In der Bavaria gedreht und mit amerikanischem Geld finanziert, gilt 'Enemy Mine' als Meilenstein in der deutschen Science Fiction Geschichte. Die Rahmenhandlung ist nicht immer hundertprozentig gelungen. Aber das Hauptstück - die Kulturclashstory zweier Entwurzelter - hat einige wirklich zauberhafte Szenen zwischen den beiden Hauptdarstellern. Louis Gosset jr. und Dennis Quaid laufen teilweise zur Höchstform auf.

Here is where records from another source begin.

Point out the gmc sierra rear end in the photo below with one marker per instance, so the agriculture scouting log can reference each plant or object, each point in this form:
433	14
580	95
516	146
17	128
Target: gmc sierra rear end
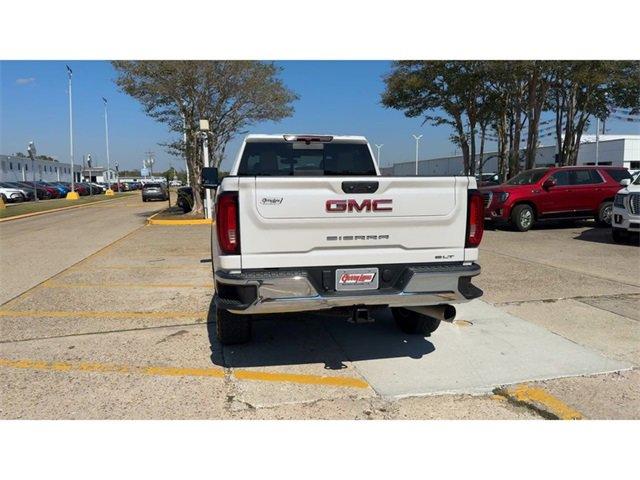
306	222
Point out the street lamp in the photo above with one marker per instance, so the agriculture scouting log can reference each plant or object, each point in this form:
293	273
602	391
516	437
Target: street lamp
203	135
89	166
106	137
379	147
417	137
72	195
31	149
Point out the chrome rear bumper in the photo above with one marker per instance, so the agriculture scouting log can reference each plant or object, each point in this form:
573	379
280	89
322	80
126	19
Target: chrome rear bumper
278	291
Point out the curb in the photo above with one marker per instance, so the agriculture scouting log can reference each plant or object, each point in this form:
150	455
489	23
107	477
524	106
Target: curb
195	221
53	210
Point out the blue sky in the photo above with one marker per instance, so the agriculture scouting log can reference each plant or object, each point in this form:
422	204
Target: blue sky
341	97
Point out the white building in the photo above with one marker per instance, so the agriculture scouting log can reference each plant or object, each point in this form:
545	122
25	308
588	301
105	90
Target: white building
21	169
617	150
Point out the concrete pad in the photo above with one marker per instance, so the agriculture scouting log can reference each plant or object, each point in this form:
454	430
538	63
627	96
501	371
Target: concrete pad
615	396
291	344
497	349
611	334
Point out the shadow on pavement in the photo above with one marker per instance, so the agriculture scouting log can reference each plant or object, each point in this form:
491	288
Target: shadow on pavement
306	338
603	235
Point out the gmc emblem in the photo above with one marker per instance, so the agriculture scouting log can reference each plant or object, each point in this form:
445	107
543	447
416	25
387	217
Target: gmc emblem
367	205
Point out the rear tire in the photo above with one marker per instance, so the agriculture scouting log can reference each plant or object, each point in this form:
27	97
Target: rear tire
522	217
604	214
414	323
232	329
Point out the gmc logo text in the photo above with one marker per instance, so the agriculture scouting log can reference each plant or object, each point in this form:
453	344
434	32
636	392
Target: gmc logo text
352	205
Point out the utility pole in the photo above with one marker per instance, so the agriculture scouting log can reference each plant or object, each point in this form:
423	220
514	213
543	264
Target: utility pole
203	134
184	139
379	147
72	195
417	137
597	140
106	137
31	149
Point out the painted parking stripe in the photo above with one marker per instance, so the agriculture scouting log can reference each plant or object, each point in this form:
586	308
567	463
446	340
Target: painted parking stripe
108	284
111	368
536	397
297	378
164	371
98	314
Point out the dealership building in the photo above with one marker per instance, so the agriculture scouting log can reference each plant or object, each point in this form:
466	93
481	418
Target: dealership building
618	150
21	169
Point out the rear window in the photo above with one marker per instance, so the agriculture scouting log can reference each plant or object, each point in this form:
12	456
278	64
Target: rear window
317	159
618	174
528	177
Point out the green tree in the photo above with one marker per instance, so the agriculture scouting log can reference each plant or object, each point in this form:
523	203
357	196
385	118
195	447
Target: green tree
582	90
232	95
443	93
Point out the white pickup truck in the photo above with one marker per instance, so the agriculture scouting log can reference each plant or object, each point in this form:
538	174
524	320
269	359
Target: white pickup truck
306	222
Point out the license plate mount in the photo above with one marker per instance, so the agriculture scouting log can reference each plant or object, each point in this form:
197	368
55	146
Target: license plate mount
356	279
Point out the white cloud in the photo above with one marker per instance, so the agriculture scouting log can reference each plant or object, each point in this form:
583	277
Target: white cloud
25	81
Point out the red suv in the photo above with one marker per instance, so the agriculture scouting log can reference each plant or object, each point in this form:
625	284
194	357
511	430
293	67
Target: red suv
557	193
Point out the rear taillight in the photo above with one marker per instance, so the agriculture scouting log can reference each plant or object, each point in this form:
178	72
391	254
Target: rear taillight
227	223
475	219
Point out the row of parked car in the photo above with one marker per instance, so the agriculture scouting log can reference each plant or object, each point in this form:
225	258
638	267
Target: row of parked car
603	193
14	192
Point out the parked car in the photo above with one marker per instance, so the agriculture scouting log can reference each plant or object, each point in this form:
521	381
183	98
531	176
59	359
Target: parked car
61	188
11	195
155	191
626	210
42	193
185	199
322	229
487	179
557	193
26	192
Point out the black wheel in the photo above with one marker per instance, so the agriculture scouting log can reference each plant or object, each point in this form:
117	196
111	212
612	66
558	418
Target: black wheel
232	329
618	235
604	214
522	217
414	323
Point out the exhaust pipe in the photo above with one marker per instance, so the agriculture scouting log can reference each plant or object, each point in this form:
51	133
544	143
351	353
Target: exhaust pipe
441	312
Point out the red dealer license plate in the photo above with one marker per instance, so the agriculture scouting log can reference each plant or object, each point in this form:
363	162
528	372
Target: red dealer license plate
356	279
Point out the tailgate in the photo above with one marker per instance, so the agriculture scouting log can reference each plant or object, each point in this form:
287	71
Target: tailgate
298	221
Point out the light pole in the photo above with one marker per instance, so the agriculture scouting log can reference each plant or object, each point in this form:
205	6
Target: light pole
31	148
90	180
203	134
597	140
106	139
379	147
417	137
184	139
72	195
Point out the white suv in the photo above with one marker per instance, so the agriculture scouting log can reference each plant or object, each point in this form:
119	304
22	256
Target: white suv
626	210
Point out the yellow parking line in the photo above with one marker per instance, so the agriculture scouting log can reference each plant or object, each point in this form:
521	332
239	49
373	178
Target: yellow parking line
296	378
98	314
532	395
108	284
110	368
163	371
52	210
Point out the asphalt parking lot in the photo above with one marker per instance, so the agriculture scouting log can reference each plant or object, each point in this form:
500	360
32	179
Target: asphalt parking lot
120	326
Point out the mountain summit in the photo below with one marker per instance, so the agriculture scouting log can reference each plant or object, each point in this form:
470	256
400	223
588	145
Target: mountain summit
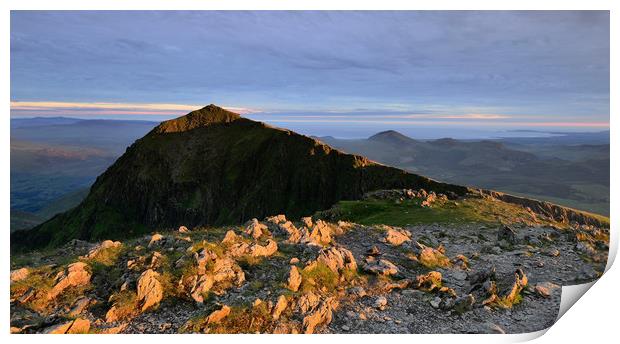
212	167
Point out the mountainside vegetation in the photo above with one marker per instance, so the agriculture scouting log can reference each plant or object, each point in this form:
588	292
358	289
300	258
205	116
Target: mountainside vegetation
214	167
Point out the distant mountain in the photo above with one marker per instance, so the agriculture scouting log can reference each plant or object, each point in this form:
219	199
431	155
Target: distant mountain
42	121
214	167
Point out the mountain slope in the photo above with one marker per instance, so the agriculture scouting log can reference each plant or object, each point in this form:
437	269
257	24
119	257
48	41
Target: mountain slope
214	167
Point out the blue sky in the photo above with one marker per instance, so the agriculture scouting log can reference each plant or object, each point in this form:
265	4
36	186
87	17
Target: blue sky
481	69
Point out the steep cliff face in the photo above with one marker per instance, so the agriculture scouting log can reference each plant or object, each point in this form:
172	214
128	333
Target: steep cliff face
214	167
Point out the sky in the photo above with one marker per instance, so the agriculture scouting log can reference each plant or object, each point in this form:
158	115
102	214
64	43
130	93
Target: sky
319	72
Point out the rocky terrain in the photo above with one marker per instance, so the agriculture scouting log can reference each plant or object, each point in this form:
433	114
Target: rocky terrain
493	268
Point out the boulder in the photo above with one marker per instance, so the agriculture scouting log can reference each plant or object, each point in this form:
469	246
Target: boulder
545	289
509	288
380	303
294	279
269	249
256	229
307	221
150	291
201	286
104	245
307	302
319	234
204	257
373	251
431	257
397	237
428	282
77	326
155	239
75	275
464	304
501	291
276	219
380	267
226	269
279	307
321	316
19	274
288	228
79	306
217	316
337	258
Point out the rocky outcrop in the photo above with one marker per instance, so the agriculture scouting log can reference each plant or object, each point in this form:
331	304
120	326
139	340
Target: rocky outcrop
19	274
550	210
256	229
218	315
380	267
337	258
75	275
319	234
503	291
150	291
77	326
104	245
199	169
279	307
396	236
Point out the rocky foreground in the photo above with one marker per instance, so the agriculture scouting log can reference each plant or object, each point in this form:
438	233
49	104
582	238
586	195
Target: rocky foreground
310	276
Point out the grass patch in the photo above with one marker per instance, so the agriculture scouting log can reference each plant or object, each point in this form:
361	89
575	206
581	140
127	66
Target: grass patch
409	212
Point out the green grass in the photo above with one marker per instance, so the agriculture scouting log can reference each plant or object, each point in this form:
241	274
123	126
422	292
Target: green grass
319	277
409	212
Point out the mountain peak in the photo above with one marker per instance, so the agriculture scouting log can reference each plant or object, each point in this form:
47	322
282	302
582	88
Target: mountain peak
208	115
391	136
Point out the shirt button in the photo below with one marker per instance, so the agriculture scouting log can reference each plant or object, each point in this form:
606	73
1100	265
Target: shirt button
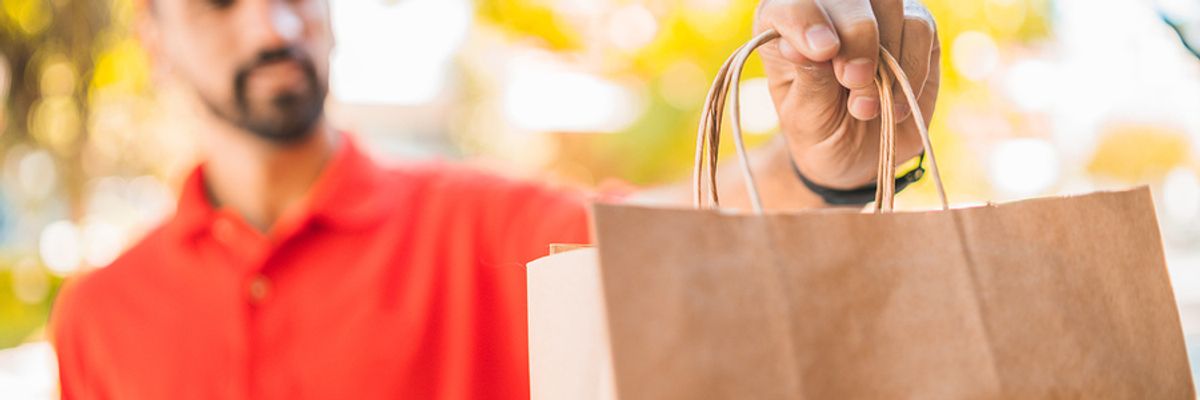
223	230
259	287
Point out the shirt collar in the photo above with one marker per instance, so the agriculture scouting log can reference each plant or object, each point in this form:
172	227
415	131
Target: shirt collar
347	195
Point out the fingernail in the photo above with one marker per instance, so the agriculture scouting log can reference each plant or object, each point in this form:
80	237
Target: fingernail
864	107
858	72
821	39
789	52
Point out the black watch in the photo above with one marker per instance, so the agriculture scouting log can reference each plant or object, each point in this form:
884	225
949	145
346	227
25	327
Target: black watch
863	195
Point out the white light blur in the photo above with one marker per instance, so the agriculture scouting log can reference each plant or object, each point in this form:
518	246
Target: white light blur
1032	84
395	52
29	371
757	109
1024	167
36	174
102	242
1180	9
544	96
975	54
631	27
1181	195
60	248
30	285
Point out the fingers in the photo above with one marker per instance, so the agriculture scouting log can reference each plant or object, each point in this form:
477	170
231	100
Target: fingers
808	34
915	59
855	64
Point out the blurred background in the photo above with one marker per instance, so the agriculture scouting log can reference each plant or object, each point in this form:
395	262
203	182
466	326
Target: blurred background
1038	97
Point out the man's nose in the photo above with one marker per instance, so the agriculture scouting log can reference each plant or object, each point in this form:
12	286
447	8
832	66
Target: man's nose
275	23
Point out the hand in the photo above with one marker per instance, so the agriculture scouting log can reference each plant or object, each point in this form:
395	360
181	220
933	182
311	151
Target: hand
821	75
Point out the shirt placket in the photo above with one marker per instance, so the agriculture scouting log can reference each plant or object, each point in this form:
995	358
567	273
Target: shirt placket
247	252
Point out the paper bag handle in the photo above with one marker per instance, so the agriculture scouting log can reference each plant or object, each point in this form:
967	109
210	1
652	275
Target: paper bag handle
727	79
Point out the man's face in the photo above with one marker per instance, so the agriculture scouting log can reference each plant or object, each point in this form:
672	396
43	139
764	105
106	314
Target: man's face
262	65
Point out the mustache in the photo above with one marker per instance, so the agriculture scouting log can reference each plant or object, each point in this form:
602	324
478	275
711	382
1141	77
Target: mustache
268	57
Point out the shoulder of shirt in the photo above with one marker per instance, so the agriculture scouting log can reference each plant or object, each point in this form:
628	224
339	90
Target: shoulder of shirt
84	294
465	181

Unvergesslich die Szene, die sich mit der Position von Mickey Mouse im Religionskosmos der Menschheit auseinandersetzt.
Im Streit beleidigt William den großen spirituellen Führer der Dracs - Shizumaat. Jerry will sich rächen, indem er den einzigen Namen beleidigt, den er bis dahin von William aus der Kultur der Menschen kennen gelernt hat und den er für das spirituelle Gegenstück der Menschheit hält: "Irkmann, your Mickey Mouse is one big, stupid dope."
Dem actionreichen Ende des Films, das den Nebenrollenoberfiesling Brion James (Bladerunner) einführt, muss man in seiner oberflächlichen Gut-Böse Zeichnung vorwerfen, dass es zu wenig aus sich selbst (also dem eigenen Film) heraus gelernt hat. Aber geht uns das nicht allen so - gleichgültig zu wievielen Monden wir suchend hochsehen?
Einführung und Projektion
Wie oben erwähnt am Sonntag, 9. Mai 2004, 20:30 Uhr. monochrom-Raum im MQ Wien.